Приблизительно в 1895 году Фет попросил Н. Н. Страхова редактировать сборник своих стихотворений, и в это время в московском журнале «Русское Обозрение» печатались его «Воспоминания». По поводу одних и других Страхов говорил мне свое впечатление и удивление: «Воспоминания его — совсем пустые, никому не интересные и не нужные… Но есть одна черта в них, делающая их чрезвычайно ценными: воспоминания эти показывают, до какой степени, в самом деле, поэзия в поэте нисколько не связана с его обыденною жизнью — с той часто совершенно заурядною, почти пошлою личностью, какую мы в нем находим, какую он представляет собою. Потому что стихи его — удивительны… Откуда они?..» Помолчав, он прибавил: «Раз Фет прислал Толстому стихотворение, — удивительнейшее! «Посмотрите, — говорит мне Толстой, — он написал его на счете из керосинной лавки!!!» (Письмо Толстого к Фету, по поводу именно этой присылки, приведено у г. Дарского.) Страхов совершенно этого не понимал, не имел никакого к этому ключа в уме своем и, очевидно, только придвигал сюда общую схему, выраженную Пушкиным:
Пока не требует поэта
К священной жертве Аполлон,
В заботах суетного света
Он малодушно погружен…
А у Фета это не так: Фет был не «вообще поэтом», с этою «горькой судьбой всякого поэта» — двоиться между пустой и содержательной жизнью. У него была двойственность рождения, двойная в нем физиология, которая и сотворила этот феномен, исключительно личный и особенный. Г. Дарский говорит: «Одна половина Фета — это самый нежный, самый крылатый, недоступный даже легчайшему прикосновению житейского, ангелоподобный поэт; это Муза с «темно-русыми волосами» (описание идеалистки сестры Надежды), с «узлом тяжелых кос», с дрожащими в руке цветами, с «дрожащими напевами», с отрывистой речью, полною печали, печали страдалицы-матери, с задумчивой улыбкой на челе. Другая половина — это великий знаток практической жизни, полковой адъютант и гвардейский штабс-ротмистр, прижимистый помещик средней руки и заядлый хозяин.
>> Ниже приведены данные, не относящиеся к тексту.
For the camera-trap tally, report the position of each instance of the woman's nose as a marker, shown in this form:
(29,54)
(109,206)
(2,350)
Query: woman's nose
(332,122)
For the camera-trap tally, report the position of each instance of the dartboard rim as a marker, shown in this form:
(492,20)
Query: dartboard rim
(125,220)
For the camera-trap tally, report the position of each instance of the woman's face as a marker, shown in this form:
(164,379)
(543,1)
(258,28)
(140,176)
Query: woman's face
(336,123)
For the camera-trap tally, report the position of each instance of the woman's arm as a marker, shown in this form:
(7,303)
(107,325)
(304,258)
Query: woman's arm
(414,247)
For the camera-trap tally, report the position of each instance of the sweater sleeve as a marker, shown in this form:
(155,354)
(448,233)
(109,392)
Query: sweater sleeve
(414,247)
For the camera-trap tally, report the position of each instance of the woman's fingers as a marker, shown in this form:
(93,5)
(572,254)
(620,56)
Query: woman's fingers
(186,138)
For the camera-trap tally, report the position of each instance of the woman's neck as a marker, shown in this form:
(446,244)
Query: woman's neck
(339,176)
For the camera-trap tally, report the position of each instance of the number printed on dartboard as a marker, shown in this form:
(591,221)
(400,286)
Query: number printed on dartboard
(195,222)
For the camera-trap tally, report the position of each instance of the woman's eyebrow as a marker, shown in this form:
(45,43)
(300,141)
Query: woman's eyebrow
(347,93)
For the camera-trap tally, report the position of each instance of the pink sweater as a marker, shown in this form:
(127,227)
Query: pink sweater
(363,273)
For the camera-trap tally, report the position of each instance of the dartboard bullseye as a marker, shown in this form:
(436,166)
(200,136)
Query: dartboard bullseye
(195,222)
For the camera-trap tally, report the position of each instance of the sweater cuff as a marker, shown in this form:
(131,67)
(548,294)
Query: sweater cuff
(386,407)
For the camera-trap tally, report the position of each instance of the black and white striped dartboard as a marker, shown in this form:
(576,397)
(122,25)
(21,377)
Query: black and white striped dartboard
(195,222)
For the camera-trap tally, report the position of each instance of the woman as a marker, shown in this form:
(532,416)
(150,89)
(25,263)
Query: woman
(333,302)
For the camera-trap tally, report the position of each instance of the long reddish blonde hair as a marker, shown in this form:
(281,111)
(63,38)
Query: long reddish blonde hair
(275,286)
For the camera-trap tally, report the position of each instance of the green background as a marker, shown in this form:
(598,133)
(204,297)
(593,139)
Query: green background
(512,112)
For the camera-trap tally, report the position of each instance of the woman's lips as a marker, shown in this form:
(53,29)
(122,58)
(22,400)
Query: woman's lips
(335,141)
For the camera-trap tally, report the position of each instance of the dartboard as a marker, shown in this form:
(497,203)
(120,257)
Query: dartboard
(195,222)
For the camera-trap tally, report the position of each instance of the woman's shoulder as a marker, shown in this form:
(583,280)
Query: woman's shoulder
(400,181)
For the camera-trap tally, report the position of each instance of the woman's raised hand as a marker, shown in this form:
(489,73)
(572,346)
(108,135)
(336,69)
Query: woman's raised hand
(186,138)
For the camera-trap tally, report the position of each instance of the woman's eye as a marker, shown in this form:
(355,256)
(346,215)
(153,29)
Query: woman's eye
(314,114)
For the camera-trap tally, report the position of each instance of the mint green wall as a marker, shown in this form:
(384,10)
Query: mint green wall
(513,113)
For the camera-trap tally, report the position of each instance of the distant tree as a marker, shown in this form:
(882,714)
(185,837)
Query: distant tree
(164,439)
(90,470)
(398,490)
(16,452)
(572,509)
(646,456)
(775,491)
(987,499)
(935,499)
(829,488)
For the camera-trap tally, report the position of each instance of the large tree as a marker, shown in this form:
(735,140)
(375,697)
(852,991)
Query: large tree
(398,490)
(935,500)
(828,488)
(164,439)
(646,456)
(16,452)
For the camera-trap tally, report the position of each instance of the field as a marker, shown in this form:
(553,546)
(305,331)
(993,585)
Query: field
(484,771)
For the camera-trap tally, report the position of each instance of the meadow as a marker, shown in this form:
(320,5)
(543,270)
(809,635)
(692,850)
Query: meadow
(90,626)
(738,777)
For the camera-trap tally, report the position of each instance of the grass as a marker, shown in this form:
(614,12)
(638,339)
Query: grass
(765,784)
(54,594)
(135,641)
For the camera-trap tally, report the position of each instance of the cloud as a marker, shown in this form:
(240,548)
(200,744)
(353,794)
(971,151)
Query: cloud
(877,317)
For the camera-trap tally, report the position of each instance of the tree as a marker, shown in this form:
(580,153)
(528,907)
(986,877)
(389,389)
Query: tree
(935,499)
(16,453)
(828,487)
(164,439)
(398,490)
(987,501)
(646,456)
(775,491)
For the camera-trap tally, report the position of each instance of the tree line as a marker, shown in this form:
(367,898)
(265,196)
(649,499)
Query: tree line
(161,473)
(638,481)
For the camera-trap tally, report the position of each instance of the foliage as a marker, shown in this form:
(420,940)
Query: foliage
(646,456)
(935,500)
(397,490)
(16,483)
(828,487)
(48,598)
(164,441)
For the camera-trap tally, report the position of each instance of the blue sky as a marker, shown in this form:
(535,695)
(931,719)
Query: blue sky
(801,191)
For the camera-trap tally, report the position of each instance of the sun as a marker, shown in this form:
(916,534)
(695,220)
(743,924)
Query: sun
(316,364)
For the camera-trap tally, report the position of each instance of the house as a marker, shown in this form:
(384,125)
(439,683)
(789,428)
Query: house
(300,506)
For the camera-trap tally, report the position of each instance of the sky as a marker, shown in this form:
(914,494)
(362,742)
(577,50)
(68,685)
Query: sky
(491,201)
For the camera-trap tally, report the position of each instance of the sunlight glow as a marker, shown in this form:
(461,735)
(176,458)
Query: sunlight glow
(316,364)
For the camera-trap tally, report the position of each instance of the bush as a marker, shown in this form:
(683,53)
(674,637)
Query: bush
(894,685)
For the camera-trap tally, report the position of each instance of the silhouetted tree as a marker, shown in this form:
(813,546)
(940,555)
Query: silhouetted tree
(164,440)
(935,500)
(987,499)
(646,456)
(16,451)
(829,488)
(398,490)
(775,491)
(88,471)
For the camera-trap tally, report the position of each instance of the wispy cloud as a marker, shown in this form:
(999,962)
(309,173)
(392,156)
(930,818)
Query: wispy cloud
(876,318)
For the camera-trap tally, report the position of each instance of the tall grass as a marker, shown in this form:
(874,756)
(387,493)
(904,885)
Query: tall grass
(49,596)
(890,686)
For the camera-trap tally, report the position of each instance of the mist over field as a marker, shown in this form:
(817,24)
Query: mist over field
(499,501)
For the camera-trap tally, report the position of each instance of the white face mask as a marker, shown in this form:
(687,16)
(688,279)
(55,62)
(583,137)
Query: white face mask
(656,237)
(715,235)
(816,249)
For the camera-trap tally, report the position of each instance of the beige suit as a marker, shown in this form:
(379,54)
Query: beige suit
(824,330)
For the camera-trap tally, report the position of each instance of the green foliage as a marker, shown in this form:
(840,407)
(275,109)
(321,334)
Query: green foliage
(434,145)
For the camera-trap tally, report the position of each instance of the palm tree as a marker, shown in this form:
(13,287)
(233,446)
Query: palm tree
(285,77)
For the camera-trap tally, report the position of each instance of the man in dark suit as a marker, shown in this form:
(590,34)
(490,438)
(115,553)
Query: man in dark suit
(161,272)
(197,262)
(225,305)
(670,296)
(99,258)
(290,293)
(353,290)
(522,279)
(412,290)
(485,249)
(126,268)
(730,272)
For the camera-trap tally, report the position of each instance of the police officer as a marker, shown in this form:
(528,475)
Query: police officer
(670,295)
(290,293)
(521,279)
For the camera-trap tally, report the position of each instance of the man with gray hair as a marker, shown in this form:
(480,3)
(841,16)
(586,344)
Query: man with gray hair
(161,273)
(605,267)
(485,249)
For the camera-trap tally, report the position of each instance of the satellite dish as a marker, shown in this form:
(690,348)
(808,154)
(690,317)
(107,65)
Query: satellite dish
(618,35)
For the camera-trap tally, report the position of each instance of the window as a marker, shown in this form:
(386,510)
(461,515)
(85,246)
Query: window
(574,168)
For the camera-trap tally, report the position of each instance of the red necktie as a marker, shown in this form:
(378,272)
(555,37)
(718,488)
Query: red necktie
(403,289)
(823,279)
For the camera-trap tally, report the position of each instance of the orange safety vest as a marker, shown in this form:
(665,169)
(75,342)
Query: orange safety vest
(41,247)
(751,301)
Можно подумать, что сама судьба решила окончательно разъединить эти две и без того разделенные половины, наделив одну именем Фета и присвоив другой фамилию Шеншина».
То, что для Страхова, знавшего Фета лично и много лет, дружившего с ним и совершенно понимавшего его несравненную поэзию, было совершенно темно и непостижимо, — то под освещением Дарского становится вполне ясным, невольным и необходимым фактом. Просто — рождение! И в каждом из нас, собственно, действуют и живут два начала, отцовское и материнское, — иногда преобладая одно над другим в разные наши возрасты. Вытекают отсюда «противоречия натуры», «перемены в характере», «переломы», для внешнего наблюдения далеко не всегда объясняемые обстоятельствами жизни, а часто проистекающие из внутренней борьбы в нас двух натур, отцовской и материнской. Но обычно это не слишком заметно, не слишком ярко, не ведет к трагедии или к непостижимости, ибо обе натуры все-таки хоть сходны по племени, по вере.#У Фета была мать еврейка и отец русский, — одна измученная и несчастная, другой — сильный и властный человек. И они так целиком оба и перешли в сына, — тогда как в дочерях, в каждой, отлились только по одной натуре, т. е., очевидно, лишь с незначительной примесью в Надежде — отцовского начала, в Любови — материнского начала. Своеобразная прихоть зачатия и рождения, наблюдаемая в быту, наблюдаемая во всех семьях.